Ce que ces visites disent de notre rapport à la campagne
Il y a quelque chose d’assez révélateur dans cet engouement. Une ferme pédagogique reste l’un des rares endroits où un enfant grandissant en ville peut toucher un animal domestique autrement qu’à travers un écran ou un livre illustré. Et ce besoin ne concerne pas que les familles avec de jeunes enfants : de plus en plus d’écoles, de centres de loisirs et même d’établissements médico-sociaux intègrent ces sorties dans leurs programmes, preuve que la demande dépasse largement le simple loisir dominical.
Je me souviens d’une discussion avec un éleveur près d’Auriol, qui me confiait recevoir presque autant de retraités curieux de renouer avec leurs souvenirs de campagne que de familles avec enfants. Cette anecdote, toute simple, m’a convaincue que ces fermes jouent un rôle qui dépasse largement l’animation pour les plus jeunes : elles recréent, l’espace d’une après-midi, un lien avec un monde rural que beaucoup ont quitté sans vraiment le vouloir.
Une visite en images pour se faire une idée
Un reportage qui donne un bon aperçu de l’ambiance dans une ferme urbaine marseillaise, entre bâtiments anciens et parcelles cultivées.
Mon avis avant de réserver votre prochaine sortie
Au bout de toutes ces visites, je garde une conviction simple : les fermes pédagogiques autour de Marseille et dans les Bouches-du-Rhône n’ont rien d’une attraction touristique de plus. Ce sont des lieux fragiles, souvent tenus à bout de bras par des passionnés, et c’est justement ce qui en fait des sorties précieuses. Si vous devez ne retenir qu’une chose, c’est celle-ci : privilégiez les structures qui prennent le temps d’expliquer, quitte à parcourir quelques kilomètres de plus, plutôt que celles qui empilent les animations sans jamais s’attarder sur le pourquoi des choses.
Foire aux questions
Faut-il réserver pour visiter une ferme pédagogique à Marseille ?

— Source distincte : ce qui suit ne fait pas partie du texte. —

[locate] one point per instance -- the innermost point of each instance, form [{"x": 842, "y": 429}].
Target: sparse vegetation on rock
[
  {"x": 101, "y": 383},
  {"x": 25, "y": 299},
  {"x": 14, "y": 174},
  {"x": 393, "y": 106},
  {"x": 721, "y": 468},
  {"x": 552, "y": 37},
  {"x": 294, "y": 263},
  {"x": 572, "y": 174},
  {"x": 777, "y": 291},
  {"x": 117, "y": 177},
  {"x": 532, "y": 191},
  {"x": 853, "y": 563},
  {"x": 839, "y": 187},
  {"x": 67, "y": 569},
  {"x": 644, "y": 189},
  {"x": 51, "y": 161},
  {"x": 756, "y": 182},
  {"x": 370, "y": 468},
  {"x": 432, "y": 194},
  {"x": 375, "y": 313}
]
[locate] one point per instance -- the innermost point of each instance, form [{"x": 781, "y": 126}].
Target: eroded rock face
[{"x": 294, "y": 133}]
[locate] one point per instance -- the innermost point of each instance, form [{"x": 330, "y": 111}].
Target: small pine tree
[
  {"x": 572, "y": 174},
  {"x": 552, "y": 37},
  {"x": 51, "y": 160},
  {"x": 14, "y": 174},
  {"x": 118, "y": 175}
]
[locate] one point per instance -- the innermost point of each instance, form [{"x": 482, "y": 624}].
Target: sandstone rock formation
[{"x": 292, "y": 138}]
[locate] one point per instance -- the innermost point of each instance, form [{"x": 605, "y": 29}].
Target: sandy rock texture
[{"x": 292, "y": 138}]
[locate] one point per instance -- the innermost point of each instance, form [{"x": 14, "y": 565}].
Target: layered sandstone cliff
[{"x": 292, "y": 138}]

Cela dépend des structures. Certaines, comme les fermes municipales, accueillent librement le public sur des créneaux fixes, tandis que d’autres, notamment celles qui proposent des ateliers, demandent une réservation préalable, surtout le week-end.
Les fermes pédagogiques sont-elles adaptées aux tout-petits ?
Oui dans l’ensemble, mais le terrain n’est pas toujours praticable en poussette. Mieux vaut se renseigner sur le type de sol avant de partir avec un enfant en bas âge.
Combien coûte en moyenne une visite en famille ?
Les tarifs varient énormément : certaines fermes municipales sont entièrement gratuites, tandis que des structures proposant des ateliers encadrés peuvent facturer entre 4 et une soixantaine d’euros selon l’activité choisie.
Les écoles peuvent-elles organiser des sorties dans ces fermes ?
Absolument, c’est même souvent leur vocation première. Plusieurs structures du département réservent une partie de leur semaine exclusivement aux groupes scolaires, avec un accompagnement pédagogique dédié.
Existe-t-il un label officiel garantissant la qualité d’une ferme pédagogique ?
Il n’existe pas d’agrément national unique. En revanche, l’adhésion à un réseau départemental ou régional s’accompagne le plus souvent d’un contrôle interne, ce qui reste un bon indicateur de sérieux.